The Public Prosecution Service (Note: Ministério Público; lit. 'Public Ministry') (MP), is the body of the judiciary of Portugal responsible for the public prosecution and the representation of the state before the courts. It is an hierarchic organized body, composed of magistrates and headed by the Procurador-Geral da República (attorney-general of the Republic).

Although having the word "ministry" in its name, the MP is not a ministry in the sense of government department.

==Roles==
Among others, the Portuguese constitution and the common law give the following roles to the Public Prosecution Service:
- to conduct the public prosecution;
- to direct the criminal investigation;
- to participate in the execution of the criminal policy;
- to represent the State;
- to defend the democratic legality;
- to defend the rights and the interests of the child and young people;
- to exercise ex officio the patronage of the workers and their families in the defense of their social rights;
- to defend the collective and diffuse interests;
- to defend the independence of the courts;
- to ensure that the judicial function is exercised in accordance with the Constitution and the laws.

==Organization==
The superior body of the Public Prosecution Service is the Procuradoria-Geral da República (attorney-general's office), presided by the Procurador-Geral da República (PGR).

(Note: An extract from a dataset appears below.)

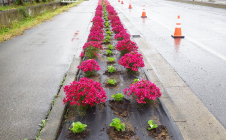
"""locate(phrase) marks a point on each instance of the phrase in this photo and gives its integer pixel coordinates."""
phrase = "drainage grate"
(136, 36)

The PGR is the only magistrate of the Public Prosecution Service that is politically designated, being proposed by the government and appointed by the president of Portugal for six years in office. The PGR is also the only magistrate of the Public Prosecution Service that can be chosen from among persons that previously were not magistrates, the person chosen not even being mandatory linked to any area of recruitment or having a specific training. However, in practice, most of the persons appointed for the office of PGR came from the career magistracy.

Under the Procuradoria-Geral da Reública there are also four procuradorias-gerais distritais (district attorneys-general's offices) and 23 procuradorias da República (attorney's offices). The first ones represent the Public Prosecution Service in the courts of second instance and the last ones in the courts of first instance.

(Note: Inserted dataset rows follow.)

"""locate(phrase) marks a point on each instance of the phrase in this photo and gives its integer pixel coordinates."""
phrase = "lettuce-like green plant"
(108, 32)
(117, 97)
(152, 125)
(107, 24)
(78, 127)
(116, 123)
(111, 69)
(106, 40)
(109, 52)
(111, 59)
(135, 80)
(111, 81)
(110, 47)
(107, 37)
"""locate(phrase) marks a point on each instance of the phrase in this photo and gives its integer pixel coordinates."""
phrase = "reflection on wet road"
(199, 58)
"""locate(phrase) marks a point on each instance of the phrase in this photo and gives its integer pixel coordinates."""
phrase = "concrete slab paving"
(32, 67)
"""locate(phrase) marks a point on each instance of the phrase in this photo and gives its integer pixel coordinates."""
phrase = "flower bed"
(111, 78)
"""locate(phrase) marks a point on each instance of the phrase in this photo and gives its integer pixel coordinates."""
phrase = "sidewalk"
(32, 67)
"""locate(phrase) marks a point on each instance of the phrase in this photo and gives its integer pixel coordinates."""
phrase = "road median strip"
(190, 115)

For the role of directing the criminal investigation, each of the Public Prosecution Service offices includes a department of investigation and prosecution, composed of attorneys specially dedicated to the investigation of the most serious crimes. For the criminal investigation, the Public Prosecution Service also controls the activity of the Judiciary Police.

==Public Prosecution Service magistrates==
The attorneys of the Public Prosecution Service are magistrates as the judges, but constitute a parallel and independent body from the Portuguese Judicial Magistracy.

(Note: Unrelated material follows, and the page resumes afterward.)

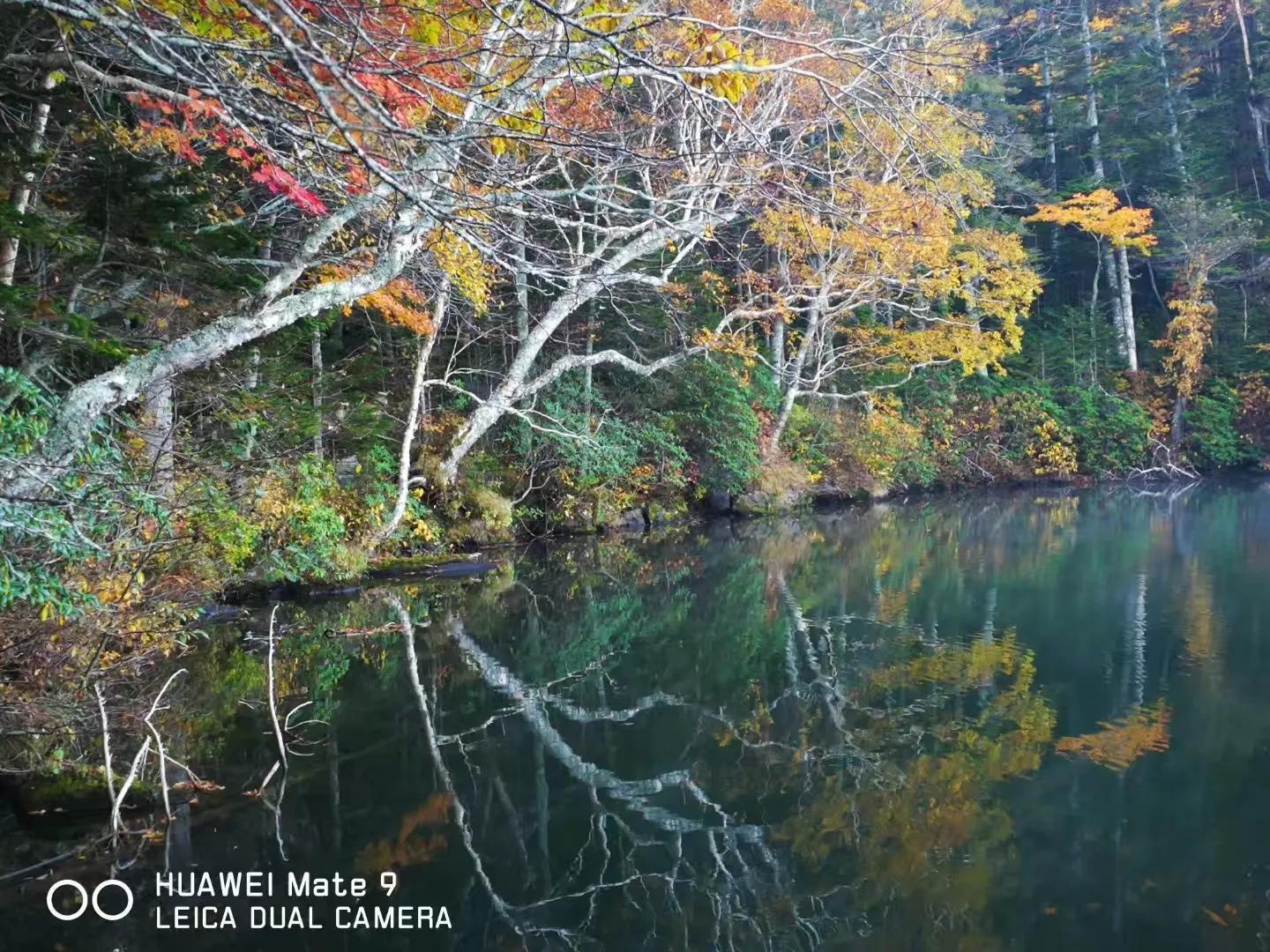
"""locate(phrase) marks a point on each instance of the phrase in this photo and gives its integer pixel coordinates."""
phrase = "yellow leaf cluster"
(1102, 215)
(1120, 743)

The career of the magistrates of the Public Prosecution Service includes the following categories: procurador-geral-adjunto (deputy attorney-general), procurador da República (attorney) and procurador-adjunto (deputy attorney).

The Procurador-Geral da República (attorney-general) has also the status of the magistrate while in office, but it is not mandatory that he or she had been a Public Prosecution Service magistrate before being appointed for the role. Regarding the Vice-Procurador-Geral da República (vice-attorney-general), he or she is a magistrate with mandatory origin in the Public Prosecution Service career magistracy.

The Public Prosecution Service is represented by the Procurador-Geral da República and by procuradores-gerais-adjuntos before the Supreme Court of Justice, the Constitutional Court, the Supreme Administrative Court and the Accountants Court. It is represented by procuradores-gerais-adjuntos before the relações and the central administrative courts. Before the first instance courts, it is represented by procuradores-gerais-adjuntos, procuradores da República and procuradores-adjuntos.

The access to the career of Public Prosecution Service magistrate obeys to the same previous conditions as the access to the careers of judges, also implying the graduation in the Centro de Estudos Judiciários (Center of Judiciary Studies).